Meus queridos netos:
Não gosto nem nunca gostei do inverno. Sempre me fez lembrar um desenho tosco, com pinceladas escuras donde saíam riscos desalinhados e tortos (eram grossas nuvens que o vento esfarrapava à toa) e onde me imaginava transida de frio, por vezes encharcada de água até aos ossos. Mesmo quando confortavelmente acolhida por uma fraterna lareira de chão, que fornecia à minha imaginação infantil matéria para inventar bonecos divertidos e até, às vezes, divertidas histórias…
Construída, desde tempos imemoriais, numa das faldas do Marão, também a aldeia era escura, com as suas paredes de xisto e telhados de telha marselha todos eles manchados pelo decorrer do tempo e a penúria das gentes que não podiam pensar em arranjos fúteis.
A neve era visita frequente e, pelo menos na minha imaginação, sempre inesperada. Era anunciada pela voz terna e um bocadinho irónica da nossa Mãe que, à entrada da sala, dizia, para o lado dos quartos: “Vá lá, meninos, toca a levantar, pois não vão acreditar no que se vê lá fora. Hoje foi a noite de os anjinhos todos virem caiar de branco a nossa aldeia e aí está ela como se fosse o cenário dum admirável conto de fadas” E era assim que nós acolhíamos a mudança.
Mas havia mais. Dos beirais dos telhados não pingava água como nos frequentes dias de chuva. Estavam milagrosamente enfeitados por variadas e interessantíssimas rendas de “sincelo”, que logo nos púnhamos a tentar decifrar, não sem algumas discordâncias mais acesas, a fazer valer a veia artística de cada um de nós.
Sabendo já o que nos esperava, dirigíamo-nos todos para o tanque do quintal, a ver quem era o primeiro a ser capaz de fazer escorrer da torneira a água gelada ou a quebrar a grossa folha de gelo que, entretanto, cobrira toda aquela superfície.

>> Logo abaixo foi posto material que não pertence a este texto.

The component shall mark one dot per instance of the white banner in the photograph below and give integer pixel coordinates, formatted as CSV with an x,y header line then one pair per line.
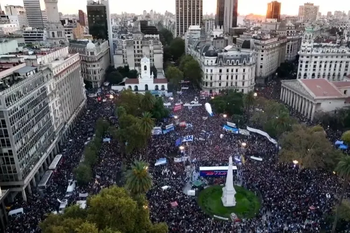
x,y
262,133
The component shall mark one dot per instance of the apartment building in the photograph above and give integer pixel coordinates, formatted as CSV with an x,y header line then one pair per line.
x,y
308,12
188,12
39,100
94,58
132,48
231,68
322,60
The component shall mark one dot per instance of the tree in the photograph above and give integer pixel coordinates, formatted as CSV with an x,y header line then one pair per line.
x,y
154,71
83,174
177,48
346,137
111,211
147,102
310,149
193,72
174,76
343,171
138,179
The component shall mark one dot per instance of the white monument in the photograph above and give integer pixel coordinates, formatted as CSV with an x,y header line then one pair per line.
x,y
229,192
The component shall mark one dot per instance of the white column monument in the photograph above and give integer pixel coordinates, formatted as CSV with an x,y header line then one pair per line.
x,y
229,192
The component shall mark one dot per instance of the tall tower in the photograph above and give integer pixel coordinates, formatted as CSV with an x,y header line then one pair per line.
x,y
230,15
34,15
274,10
52,11
55,30
188,12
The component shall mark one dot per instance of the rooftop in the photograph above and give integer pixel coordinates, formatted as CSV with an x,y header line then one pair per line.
x,y
321,87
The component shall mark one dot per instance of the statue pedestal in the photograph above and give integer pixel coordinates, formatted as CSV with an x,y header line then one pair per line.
x,y
228,197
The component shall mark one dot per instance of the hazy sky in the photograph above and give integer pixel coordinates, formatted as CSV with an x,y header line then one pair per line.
x,y
289,7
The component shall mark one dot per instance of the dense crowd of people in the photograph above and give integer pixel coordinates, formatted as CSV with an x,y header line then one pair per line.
x,y
292,201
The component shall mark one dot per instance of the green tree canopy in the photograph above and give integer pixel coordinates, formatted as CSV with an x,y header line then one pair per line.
x,y
174,76
138,179
177,48
111,211
311,149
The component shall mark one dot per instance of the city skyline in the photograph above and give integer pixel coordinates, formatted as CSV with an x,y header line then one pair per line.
x,y
244,7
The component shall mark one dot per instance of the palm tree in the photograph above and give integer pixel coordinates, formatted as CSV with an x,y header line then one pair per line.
x,y
138,179
148,101
146,123
343,170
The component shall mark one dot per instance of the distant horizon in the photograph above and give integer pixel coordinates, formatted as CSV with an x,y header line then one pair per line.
x,y
209,6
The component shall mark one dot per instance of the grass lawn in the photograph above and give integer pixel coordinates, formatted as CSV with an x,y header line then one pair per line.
x,y
247,203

E então era a altura do sobressalto: a chegada do meu Pai, com dois grandes sacos de couve troncha que fora colher à horta para que a sopa não faltasse. Parecia-nos um palhaço, com grandes botifarras de borracha até aos joelhos, casacos uns sobre os outros e, para fim de festa, um grosso gorro de lã, enfiado até às orelhas.

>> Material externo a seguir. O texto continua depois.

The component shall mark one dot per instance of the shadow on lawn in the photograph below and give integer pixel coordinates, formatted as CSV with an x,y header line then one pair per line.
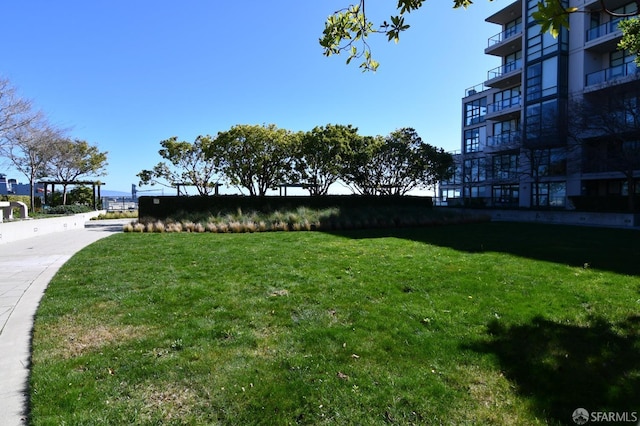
x,y
562,367
616,250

O inverno, para mim, era também esta bizarra personagem do meu Pai, a dizer, fazendo-se zangado: “Vamos, meninos, chega de brincadeira. Vejam lá se me apanham uma constipação daquelas e depois lá tenho eu de gastar um dia e, ainda para mais assim farrusco, a ir a Tabuaço buscar xaropes e comprimidos. Vamos lá todos para o quentinho”.
Seguíamo-lo em fila e, não tardava, já o inverno e a neve estavam lá fora e nós, aquecendo as mãos geladas na tigela fumegante do pequeno -almoço, ouvíamos a voz pausada do nosso Pai a contar uma qualquer aventura real, nem que fosse o seu encontro matinal com o canzarrão do nosso vizinho Belarmino que, assim de repente, ao lusco-fusco, o fizera pensar que tinha de se debater com um dos lobos que, em dias assim, desciam ao povoado em busca dalgum resto de comida abandonado. E nem imaginam que lances aventurosos podiam sair duma narrativa daquelas, que todos ansiávamos não tivesse fim.
E é deste inverno que eu gosto: no quentinho e rodeada de afeto, lembrança duma infância muito remota que ficou e ficará para sempre.